SPECIAL GANG REPORT: Teaming up against organized crime

The Combined Forces Special Enforcement Unit and Abbotsford Police's Gang Suppression Unit are putting a bite on gang crime.

  • May. 15, 2013 5:00 a.m.
Members of the Abbotsford Police Department Gang Suppression Unit advance on a targeted home.

Members of the Abbotsford Police Department Gang Suppression Unit advance on a targeted home.

Abbotsford was once ground-zero for gang warfare that raged across the Lower Mainland. Police initiatives, including the Combined Forces Special Enforcement Unit (CFSEU), and the Abbotsford Police Department Gang Suppression Unit, have turned the tide. This is a CFSEU and Abbotsford News special report.

Gang violence and murders escalated in the Lower Mainland in 2008-09, fueled by rival gangs’ battle for dominance in the competitive drug trade.

Leading this bloody war on one side was the Red Scorpions gang headed by Abbotsford’s notorious Bacon brothers – Jamie, Jarrod and Jonathan – while on the other was the United Nations Gang.

Abbotsford recorded eight homicides in 2008 and 11 in 2009 – most gang-related – leading to the city being dubbed the “Murder Capital of Canada.”

The violence sometimes spilled onto city streets – as epitomized by the incident in January 2009 in which numerous shots were fired at Jamie Bacon in broad daylight while he was in his vehicle at the busy intersection of South Fraser Way and Sumas Way.

The Abbotsford Police Department responded to the violence by forming its gang suppression unit (GSU) in April 2010. The GSU’s focus was the disruption and intervention of gang activity, working in consultation with other agencies such as the regional Combined Forces Special Enforcement Unit (CFSEU-BC), which is the province’s anti-gang police unit.
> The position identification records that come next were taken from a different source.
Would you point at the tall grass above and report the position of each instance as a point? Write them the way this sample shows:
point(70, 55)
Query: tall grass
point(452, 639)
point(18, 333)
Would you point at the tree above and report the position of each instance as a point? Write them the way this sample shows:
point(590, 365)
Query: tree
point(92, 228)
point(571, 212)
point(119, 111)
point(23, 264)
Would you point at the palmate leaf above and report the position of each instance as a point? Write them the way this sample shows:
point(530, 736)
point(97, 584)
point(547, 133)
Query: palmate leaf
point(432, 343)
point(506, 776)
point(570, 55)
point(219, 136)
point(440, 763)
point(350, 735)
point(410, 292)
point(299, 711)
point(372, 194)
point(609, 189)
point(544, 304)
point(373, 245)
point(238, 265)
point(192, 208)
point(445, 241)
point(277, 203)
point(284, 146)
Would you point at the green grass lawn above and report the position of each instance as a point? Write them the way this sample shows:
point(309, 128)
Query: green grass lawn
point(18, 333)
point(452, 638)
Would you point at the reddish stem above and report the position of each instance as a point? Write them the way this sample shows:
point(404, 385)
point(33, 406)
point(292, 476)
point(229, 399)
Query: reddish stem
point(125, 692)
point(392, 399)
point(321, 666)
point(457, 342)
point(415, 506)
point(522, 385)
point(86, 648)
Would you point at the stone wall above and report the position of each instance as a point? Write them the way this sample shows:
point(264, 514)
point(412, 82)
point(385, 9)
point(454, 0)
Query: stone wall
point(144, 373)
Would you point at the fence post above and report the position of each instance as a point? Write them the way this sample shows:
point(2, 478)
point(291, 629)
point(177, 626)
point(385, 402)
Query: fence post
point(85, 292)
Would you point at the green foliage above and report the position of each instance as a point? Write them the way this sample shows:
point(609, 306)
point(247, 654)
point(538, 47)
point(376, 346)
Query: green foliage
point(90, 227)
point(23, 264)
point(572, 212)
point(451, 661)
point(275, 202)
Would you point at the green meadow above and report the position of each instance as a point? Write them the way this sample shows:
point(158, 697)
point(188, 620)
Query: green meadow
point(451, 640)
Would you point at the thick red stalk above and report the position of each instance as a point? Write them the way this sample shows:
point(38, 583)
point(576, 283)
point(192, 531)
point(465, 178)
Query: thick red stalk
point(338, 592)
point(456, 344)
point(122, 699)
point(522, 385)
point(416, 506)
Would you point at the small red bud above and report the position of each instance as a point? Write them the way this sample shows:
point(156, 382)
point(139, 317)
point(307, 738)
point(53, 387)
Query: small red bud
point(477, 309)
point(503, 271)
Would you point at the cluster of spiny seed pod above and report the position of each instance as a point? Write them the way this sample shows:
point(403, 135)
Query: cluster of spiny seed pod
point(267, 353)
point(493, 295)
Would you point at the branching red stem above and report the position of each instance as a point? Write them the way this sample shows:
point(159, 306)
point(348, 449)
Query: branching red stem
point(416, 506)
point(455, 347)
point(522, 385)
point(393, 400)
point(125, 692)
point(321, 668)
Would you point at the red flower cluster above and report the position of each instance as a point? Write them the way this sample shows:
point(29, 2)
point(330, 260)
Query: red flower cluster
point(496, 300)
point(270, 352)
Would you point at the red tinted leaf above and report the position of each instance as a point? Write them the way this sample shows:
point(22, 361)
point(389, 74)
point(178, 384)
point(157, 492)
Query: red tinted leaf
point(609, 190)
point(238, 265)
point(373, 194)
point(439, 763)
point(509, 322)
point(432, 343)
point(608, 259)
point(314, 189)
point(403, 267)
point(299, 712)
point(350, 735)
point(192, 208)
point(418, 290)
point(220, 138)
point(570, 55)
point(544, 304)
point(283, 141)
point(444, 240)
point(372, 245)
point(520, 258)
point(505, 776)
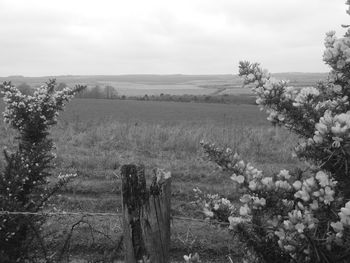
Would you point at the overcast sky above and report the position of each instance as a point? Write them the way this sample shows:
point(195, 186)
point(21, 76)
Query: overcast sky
point(85, 37)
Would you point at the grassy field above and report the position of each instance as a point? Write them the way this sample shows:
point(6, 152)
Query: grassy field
point(95, 137)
CFSEU-BC is an integrated joint forces operation that draws and develops highly specialized officers from federal, provincial and municipal agencies around the province, including Abbotsford.
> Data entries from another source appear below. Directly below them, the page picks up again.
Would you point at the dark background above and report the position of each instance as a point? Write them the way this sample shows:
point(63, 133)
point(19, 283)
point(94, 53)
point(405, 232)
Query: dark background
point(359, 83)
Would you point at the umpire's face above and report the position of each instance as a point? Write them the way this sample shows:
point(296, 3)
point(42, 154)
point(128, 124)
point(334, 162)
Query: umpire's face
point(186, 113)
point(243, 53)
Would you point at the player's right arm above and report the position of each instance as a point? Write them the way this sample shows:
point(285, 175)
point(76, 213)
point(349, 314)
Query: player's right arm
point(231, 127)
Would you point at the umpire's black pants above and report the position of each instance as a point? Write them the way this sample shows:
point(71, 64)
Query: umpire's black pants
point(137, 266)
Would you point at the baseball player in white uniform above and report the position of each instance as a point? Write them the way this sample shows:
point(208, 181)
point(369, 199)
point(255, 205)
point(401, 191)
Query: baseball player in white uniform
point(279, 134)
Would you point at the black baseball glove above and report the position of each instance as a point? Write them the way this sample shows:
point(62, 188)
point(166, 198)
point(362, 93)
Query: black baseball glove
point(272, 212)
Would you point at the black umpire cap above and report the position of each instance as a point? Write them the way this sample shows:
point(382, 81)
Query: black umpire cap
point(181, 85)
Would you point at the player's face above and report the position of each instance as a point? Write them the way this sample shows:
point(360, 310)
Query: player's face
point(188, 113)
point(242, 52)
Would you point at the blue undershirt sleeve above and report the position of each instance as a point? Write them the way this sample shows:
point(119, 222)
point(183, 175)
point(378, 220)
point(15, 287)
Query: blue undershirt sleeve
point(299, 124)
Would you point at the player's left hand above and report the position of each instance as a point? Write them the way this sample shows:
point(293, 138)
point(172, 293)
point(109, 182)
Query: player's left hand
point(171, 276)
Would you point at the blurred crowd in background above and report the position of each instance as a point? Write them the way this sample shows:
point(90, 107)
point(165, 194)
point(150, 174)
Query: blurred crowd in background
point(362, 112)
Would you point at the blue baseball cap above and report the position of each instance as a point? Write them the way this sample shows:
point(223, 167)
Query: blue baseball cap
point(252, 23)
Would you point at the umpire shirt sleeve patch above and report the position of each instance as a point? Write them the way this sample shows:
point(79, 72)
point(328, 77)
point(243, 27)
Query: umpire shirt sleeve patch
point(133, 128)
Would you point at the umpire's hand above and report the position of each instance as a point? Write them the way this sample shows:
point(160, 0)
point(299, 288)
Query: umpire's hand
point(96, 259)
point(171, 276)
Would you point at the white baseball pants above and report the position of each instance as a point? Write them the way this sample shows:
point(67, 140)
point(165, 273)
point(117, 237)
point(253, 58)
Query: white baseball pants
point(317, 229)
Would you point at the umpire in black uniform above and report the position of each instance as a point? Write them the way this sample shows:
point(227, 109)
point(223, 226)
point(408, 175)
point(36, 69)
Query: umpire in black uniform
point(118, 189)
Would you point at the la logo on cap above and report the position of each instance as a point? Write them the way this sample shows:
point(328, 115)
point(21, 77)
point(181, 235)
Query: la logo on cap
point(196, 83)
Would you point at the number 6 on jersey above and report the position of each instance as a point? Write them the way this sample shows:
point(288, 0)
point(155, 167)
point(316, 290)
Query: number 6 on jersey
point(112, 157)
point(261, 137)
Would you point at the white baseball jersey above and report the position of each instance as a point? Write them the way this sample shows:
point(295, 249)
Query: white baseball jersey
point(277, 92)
The team of 400 officers and civilians focuses on intelligence sharing, coordination and strategic deployment against the threat of violence posed by organized crime groups and gangs in B.C.

Although the Red Scorpions collapsed with the imprisonment of two Bacon brothers, and the murder of the third, the CFSEU and other units continue to operate as other people fill the roles left by gangsters who have been jailed or killed.

ABBOTSFORD GANG SUPPRESSION UNIT

The Abbotsford Police Department’s gang suppression unit (GSU) was formed in April 2010 in response to the number of gang-related murders and violent crimes in the city. When the unit formed, police said their top concern was public safety, as they aimed for a 20 per cent drop in violent gang crime and a 15 per cent reduction in listed gang associates. Those numbers have since been reached. The 14-member team’s role is to disrupt gang activity, keep tabs on known criminals and make arrests where necessary.

Police Chief Bob Rich has always said the goal is to make Abbotsford a miserable place for criminals to do business. His was the first department to identify the Duhres as a prominent crime group in the Lower Mainland. The GSU works in consultation with other agencies, including the CFSEU-BC, to coordinate investigations.

CFSEU-BC is made up of police officers from:

Abbotsford Police Department, Canada Border Services Agency, Central Saanich Police Service, Delta Police Department, New Westminster Police Department, Organized Crime Agency of British Columbia, Port Moody Police Department, Royal Canadian Mounted Police, Saanich Police Department, Transit Police, Vancouver Police Department, Victoria Police Department, West Vancouver Police Department.

Other partners include the Canadian Association of Chiefs of Police and the International Association of Chiefs of Police and the Organized Crime Agency of British Columbia (OCABC), a fully independent and provincially-designated police agency.

The CFSEU has now published its first-ever Community Report, which details the agency’s activities, objectives and statistics.

The report can be read online at bc-anti-gang.com.